Nie podobało nam się gdzie wiezie nas kierowca, bo z mapy i z przewodnika wyglądało, że coś jest nie tak. Odpaliliśmy GPS w komórce i okazało się, że zawiózł kierowca zawiózł nas do innego biura turystycznego, które oczywiście obklejone, że jest napisami "rządowe, oficjalne" ..... Mówimy gościowi, że to nie jest tutaj gdzie chcieliśmy dotrzeć bo to nie jest ten adres itd. Starał się nam wmówić, że jesteśmy w dobrym miejscu i ze nasz GPS nie działa dobrze .... :) Oczywiście wszystko nam brzydko pachnie na kilometr ściemą! Pytamy się jeszcze spotkanego na ulicy przypadkowego przechodnia czy to adres biura oficjalnej IT mówi, że inny. Powoli żyłki na moim czole wypełnia krew i rośnie mi ciśnienie. Wtem wychodzi do nas jakiś pracownik z biura i zaprasza do siebie ... Kierowca mówi, że dobrze trafiliśmy, że to druga filia tego oficjalnego itp.... No ściema pełną gęba. Mówimy kierowcy, że nas oszukał i że jesteśmy wkurzeni i ma nas zawieść we właściwy adres. Nagle olśnienie stąpiło na kierowcę, chyba po ramieniu poklepał go Krishna i mówi, że faktycznie się pomylił ....nie tu pojechał, nie tam skręcił gdzie trzeba.... że nasz GPS jednak jest dobry.... Wkurzeni na maksa zjechaliśmy go jak .... Jedziemy dalej, teraz juz cały czas kontrolujemy go na GPS. Kierunek dobry liczymy, że tym razem będzie OK. Ale okazuje się, że cwaniak wysadził nas pod biurem IT ale jakieś 200 m od tego oficjalnego dalej nam wpierając, że to jest to oficjalne. Oj, żebyście widzieli wtedy Magdę. Myślałem, że zaraz go tam pobije .... Skończyło się na tym, że doszliśmy sobie te 200 m na piechotkę a gościowi daliśmy 20 Rp, żeby już się od nas tylko odczepił.... Po wejściu do biura naszym oczom ukazała się oczywiście informacja o oszustach i prośba o ostrożność bo to na prawde jedyna IT w Delhi. Przypadkowy, miły jegomość z pod dworca pojawi się jeszcze w naszej relacji z Indii.

Następnie udaliśmy się piechotką na zwiedzanie brytyjskiej, postkolonialnej dzielnicy stolicy. Spacer okazał się męczący bo odległości chociaż na mapie nie wydawały się duże w terenie zweryfikowaliśmy jako znaczne. Przy tej temperaturze i wilgotności człowiek czuje się jakby chodził cały czas w saunie rzymskiej. Wystarczy chwila na powietrzu i jesteś cały mokry.

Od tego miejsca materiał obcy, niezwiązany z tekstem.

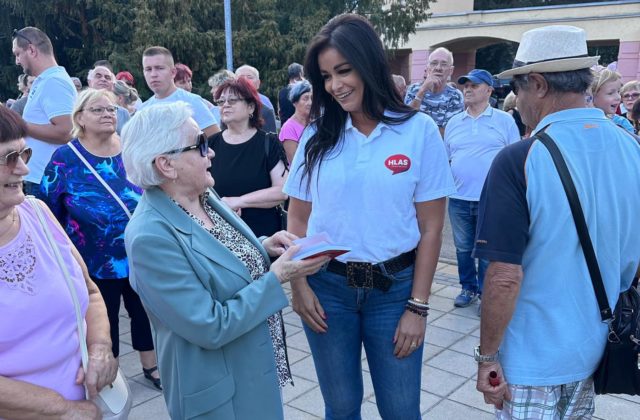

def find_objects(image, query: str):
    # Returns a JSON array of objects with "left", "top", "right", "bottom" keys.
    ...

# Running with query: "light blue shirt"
[
  {"left": 138, "top": 88, "right": 220, "bottom": 130},
  {"left": 444, "top": 104, "right": 520, "bottom": 201},
  {"left": 22, "top": 66, "right": 78, "bottom": 184},
  {"left": 284, "top": 113, "right": 455, "bottom": 263},
  {"left": 611, "top": 114, "right": 636, "bottom": 134},
  {"left": 500, "top": 108, "right": 640, "bottom": 386}
]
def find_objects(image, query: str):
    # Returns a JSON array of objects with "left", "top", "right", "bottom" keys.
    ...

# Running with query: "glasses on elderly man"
[
  {"left": 152, "top": 133, "right": 209, "bottom": 162},
  {"left": 0, "top": 147, "right": 33, "bottom": 168}
]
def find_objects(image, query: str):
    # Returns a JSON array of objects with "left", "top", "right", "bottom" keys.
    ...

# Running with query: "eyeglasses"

Zaczynamy od Bramy Indii. To wzniesiony w 1931 r. (budowany przez 10 lat) pomnik wdzięczności Brytyjczyków dla hindusów za ich udział w I Wojnie Światowej. Mierzy 42 metry wysokości u jej podnóży znajduje się grób nieznanego żołnierza przy którym wartę pełni hinduska armia. Kiedyś była bramą wjazdowa do miasta. Obecnie jest początkiem drogi królewskiej. Czegoś na kształt lokalnych Pól Elizejskich. Przyznam, że na mnie zrobiło to bardzo duże wrażenie. Niestety nie można było podejść bezpośrednio pod bramę, 15 sierpnia przypada Dzień Niepodległości, do którego trwają już przygotowania i teren jest wyłączony z użytkowania i zabezpieczany przez Policję.

Image

Następnie planowaliśmy przejść piechotką wzdłuż parków pod parlament i dom prezydenta jednak w połowie dystansu zrezygnowaliśmy ze względu na okropny upał. Wzięliśmy tuk-tuka i podjechaliśmy pod parlament oraz dom prezydenta. Następnie udaliśmy się na Connaught Place. Cała okolica to można powiedzieć dzielnica rządowa. Przy pałacu prezydenckim znajduje się również tz. Central Secretariat czyli siedziba wielu ministerstw między innymi obrony,spraw wewnętrznych, spraw zagranicznych czy finansów. W okolicy znajduje się wiele ambasad. Po obydwu stronach Rasztrapati Bhawan zlokalizowane są muzea i galeria w bardzo okazałych gmachach.

Image

Image

Image

Następnie zwiedzamy okolice Connought Place czyli ogromnego ronda, które ma w swoim środku rozmieszczone ulice wzdłuż mniejszego i większego okręgu. Usytuowane są tam drogie i bardzo drogie sklepy, restauracje i punkty usługowe. Śmiało można powiedzieć, że jest to okolica dla bogatszej części indyjskiego społeczeństwa. Co ciekawe znajduje się tam też targ z męskimi ciuchami. Można tam kupić chyba wszystko. Nie da rady przejść obok straganu aby nie zostać zaczepionym. Hello my friend, special offer for you ... tych tekstów mam już po dziurki w nosie... Najlepsza cena, najlepsza jakość, proszę zajrzyj... nic nie będziesz musiał płacić... ech Najlepszy sposób to odpowiadać, że nie mówi się po angielsku ;) Wtedy ich entuzjazm spada.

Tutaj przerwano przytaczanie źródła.